Alcune cose su di lui

Italsider
Intervento in ricordo di Gian Lupo Osti (2013)

Al tempo in cui facevo parte del gruppo di amici che lavorava più di 50 anni fa alla Cornigliano e poi all’Italsider sotto la direzione di Gian Lupo Osti, era buona norma che la gente dell’ufficio stampa come me (giornalista passato all’industria), non comparisse mai in scena, e soprattutto non prendesse mai la parola.

Una specie di buttafuori o buttadentro, come quello che una volta a teatro stava dietro le quinte e diceva agli attori quando dovevano entrare in scena.

Ma adesso (pensiero di vecchio), nel teatro della vita tutti entrano in scena quando gli pare e parlano e parlano, non si capisce più chi è protagonista e chi comparsa.

Ci vorrà la Storia a rimettere le cose a posto, a buttar fuori dalla scena quelli che non contano o che è meglio dimenticare.

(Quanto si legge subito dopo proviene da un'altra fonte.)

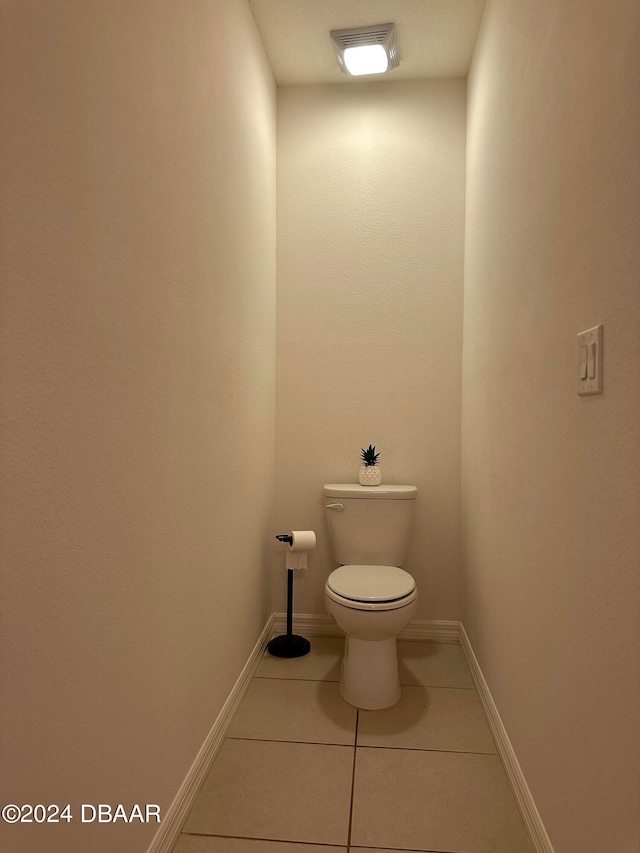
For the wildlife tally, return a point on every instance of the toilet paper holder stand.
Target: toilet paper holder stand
(288, 645)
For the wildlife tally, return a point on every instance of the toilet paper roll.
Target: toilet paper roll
(302, 540)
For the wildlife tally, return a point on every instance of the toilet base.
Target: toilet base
(369, 677)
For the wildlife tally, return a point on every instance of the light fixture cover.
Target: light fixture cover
(382, 35)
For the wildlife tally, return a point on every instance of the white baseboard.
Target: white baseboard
(316, 625)
(538, 837)
(177, 812)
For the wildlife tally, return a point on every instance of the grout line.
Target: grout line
(425, 749)
(312, 680)
(353, 780)
(361, 745)
(281, 740)
(254, 838)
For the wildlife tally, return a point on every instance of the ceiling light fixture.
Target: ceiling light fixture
(366, 50)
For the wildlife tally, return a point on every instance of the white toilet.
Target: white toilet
(370, 597)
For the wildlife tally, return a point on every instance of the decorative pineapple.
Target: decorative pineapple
(369, 474)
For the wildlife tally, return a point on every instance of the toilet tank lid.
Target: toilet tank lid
(354, 490)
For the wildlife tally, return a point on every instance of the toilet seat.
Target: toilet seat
(371, 587)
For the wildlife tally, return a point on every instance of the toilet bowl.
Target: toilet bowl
(371, 604)
(370, 596)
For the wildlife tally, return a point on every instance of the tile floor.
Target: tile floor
(301, 771)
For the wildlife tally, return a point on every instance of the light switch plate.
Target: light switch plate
(585, 339)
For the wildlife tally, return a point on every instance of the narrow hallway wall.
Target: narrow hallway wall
(370, 254)
(138, 375)
(551, 496)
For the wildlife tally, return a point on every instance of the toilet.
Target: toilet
(370, 596)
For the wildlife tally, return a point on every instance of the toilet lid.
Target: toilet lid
(371, 583)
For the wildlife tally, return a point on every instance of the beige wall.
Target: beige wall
(550, 480)
(370, 263)
(138, 338)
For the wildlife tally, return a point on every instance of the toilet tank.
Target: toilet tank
(369, 525)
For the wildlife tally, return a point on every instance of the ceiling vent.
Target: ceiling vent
(366, 50)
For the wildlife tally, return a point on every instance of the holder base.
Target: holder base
(288, 646)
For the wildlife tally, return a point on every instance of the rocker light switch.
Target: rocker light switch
(583, 363)
(590, 361)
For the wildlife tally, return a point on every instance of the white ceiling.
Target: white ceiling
(436, 37)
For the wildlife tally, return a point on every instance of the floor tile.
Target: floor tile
(321, 664)
(429, 718)
(442, 801)
(304, 711)
(433, 664)
(204, 844)
(277, 791)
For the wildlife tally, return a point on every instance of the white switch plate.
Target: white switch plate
(591, 336)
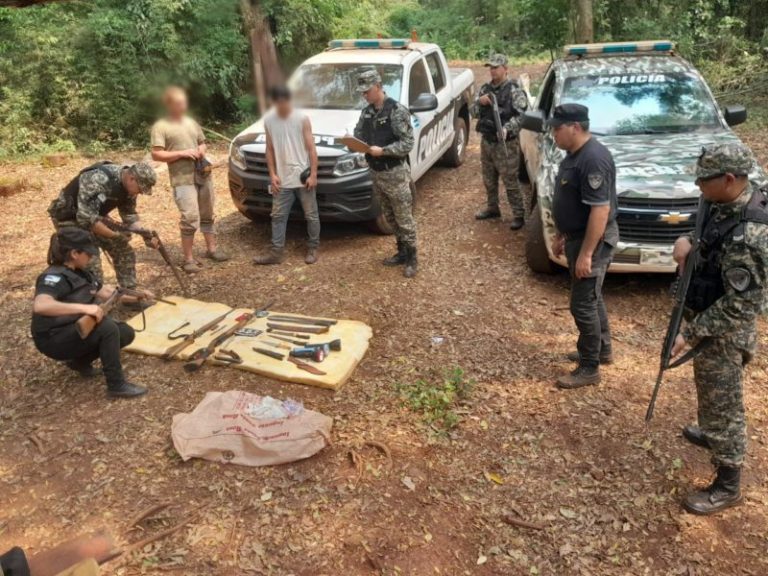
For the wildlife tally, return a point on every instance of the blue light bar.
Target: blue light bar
(363, 43)
(620, 47)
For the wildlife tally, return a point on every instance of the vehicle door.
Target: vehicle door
(534, 144)
(436, 134)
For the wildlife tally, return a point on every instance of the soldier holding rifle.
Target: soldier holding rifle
(96, 192)
(64, 293)
(727, 292)
(500, 101)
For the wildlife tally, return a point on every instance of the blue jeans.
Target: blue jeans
(282, 202)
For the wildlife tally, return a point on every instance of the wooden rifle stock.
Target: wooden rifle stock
(682, 284)
(148, 236)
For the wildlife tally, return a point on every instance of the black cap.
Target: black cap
(569, 114)
(71, 238)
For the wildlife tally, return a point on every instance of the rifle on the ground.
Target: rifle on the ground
(86, 324)
(501, 134)
(682, 283)
(148, 236)
(200, 356)
(188, 339)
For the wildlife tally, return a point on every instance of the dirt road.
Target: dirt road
(604, 489)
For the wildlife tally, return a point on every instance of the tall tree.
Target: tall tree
(584, 28)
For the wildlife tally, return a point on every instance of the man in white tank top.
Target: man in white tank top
(292, 162)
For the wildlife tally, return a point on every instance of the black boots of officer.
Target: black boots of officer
(406, 254)
(398, 258)
(724, 492)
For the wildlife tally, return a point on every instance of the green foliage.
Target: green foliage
(78, 72)
(436, 402)
(87, 74)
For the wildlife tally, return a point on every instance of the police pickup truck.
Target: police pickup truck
(413, 73)
(654, 112)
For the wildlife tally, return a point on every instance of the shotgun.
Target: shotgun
(680, 291)
(86, 324)
(148, 236)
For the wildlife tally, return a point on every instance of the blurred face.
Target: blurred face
(176, 104)
(130, 184)
(565, 135)
(283, 106)
(498, 73)
(79, 260)
(721, 188)
(374, 95)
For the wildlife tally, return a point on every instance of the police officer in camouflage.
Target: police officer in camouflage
(500, 159)
(385, 125)
(728, 291)
(95, 192)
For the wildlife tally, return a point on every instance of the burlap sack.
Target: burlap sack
(220, 429)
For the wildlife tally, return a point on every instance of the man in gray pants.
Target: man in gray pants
(292, 162)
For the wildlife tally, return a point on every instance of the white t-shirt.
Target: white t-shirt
(291, 156)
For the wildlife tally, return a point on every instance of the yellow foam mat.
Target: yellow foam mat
(163, 318)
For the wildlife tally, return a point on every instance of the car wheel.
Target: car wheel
(536, 253)
(455, 155)
(380, 225)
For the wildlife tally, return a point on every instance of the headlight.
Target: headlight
(349, 164)
(236, 155)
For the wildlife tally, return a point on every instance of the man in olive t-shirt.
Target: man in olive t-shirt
(179, 141)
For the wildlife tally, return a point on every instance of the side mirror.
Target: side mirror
(533, 121)
(425, 102)
(735, 115)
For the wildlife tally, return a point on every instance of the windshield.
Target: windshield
(643, 103)
(332, 86)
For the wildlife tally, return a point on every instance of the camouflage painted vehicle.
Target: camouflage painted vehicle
(654, 112)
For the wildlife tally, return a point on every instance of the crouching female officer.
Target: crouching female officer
(64, 293)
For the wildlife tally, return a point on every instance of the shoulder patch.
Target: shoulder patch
(595, 180)
(739, 278)
(51, 279)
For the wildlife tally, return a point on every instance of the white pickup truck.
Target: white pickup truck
(413, 73)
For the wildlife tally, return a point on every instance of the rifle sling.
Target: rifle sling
(691, 354)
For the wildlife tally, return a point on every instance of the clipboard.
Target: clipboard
(354, 144)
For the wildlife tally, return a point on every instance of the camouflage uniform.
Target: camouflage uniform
(729, 290)
(501, 159)
(390, 173)
(100, 190)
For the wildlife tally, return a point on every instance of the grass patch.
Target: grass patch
(437, 402)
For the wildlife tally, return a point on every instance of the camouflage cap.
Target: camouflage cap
(734, 158)
(145, 176)
(497, 60)
(367, 80)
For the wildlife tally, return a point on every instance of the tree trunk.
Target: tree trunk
(585, 32)
(266, 68)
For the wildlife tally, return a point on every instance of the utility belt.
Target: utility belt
(379, 164)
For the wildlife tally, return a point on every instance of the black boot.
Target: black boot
(582, 376)
(411, 262)
(398, 258)
(487, 213)
(724, 492)
(695, 436)
(125, 389)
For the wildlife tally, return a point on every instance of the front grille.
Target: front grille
(659, 204)
(257, 162)
(652, 232)
(639, 219)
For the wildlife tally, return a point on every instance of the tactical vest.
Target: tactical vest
(378, 131)
(486, 125)
(82, 290)
(64, 207)
(707, 285)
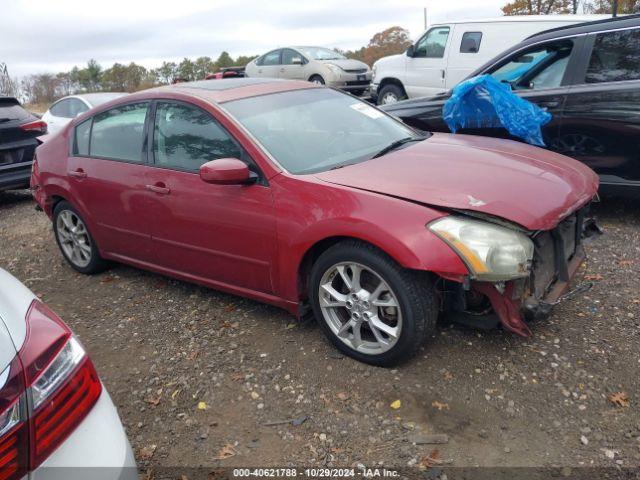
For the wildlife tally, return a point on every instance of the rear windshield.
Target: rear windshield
(11, 110)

Ma per quanto riguarda Osti, credo che la Storia abbia già provveduto a “buttarlo dentro”, fra quelli da ricordare, e io sono qui come semplice testimone, solo per i pochi minuti sufficienti a confermarlo.

Avete già sentito il molto che ha fatto Osti nelle varie fasi della sua vita.

Permettete a me di aggiungere solo un dettaglio.

In uno dei video proiettati, Osti dice: “sono sempre stato un piantagrane, un bastian contrario”. Lo è sempre stato, e per fortuna, anche alla Cornigliano e poi all’Italsider.

Lo fu anche quando, nel 1956 parve opportuno presentare la nuova azienda con un primo annuncio pubblicitario sui giornali.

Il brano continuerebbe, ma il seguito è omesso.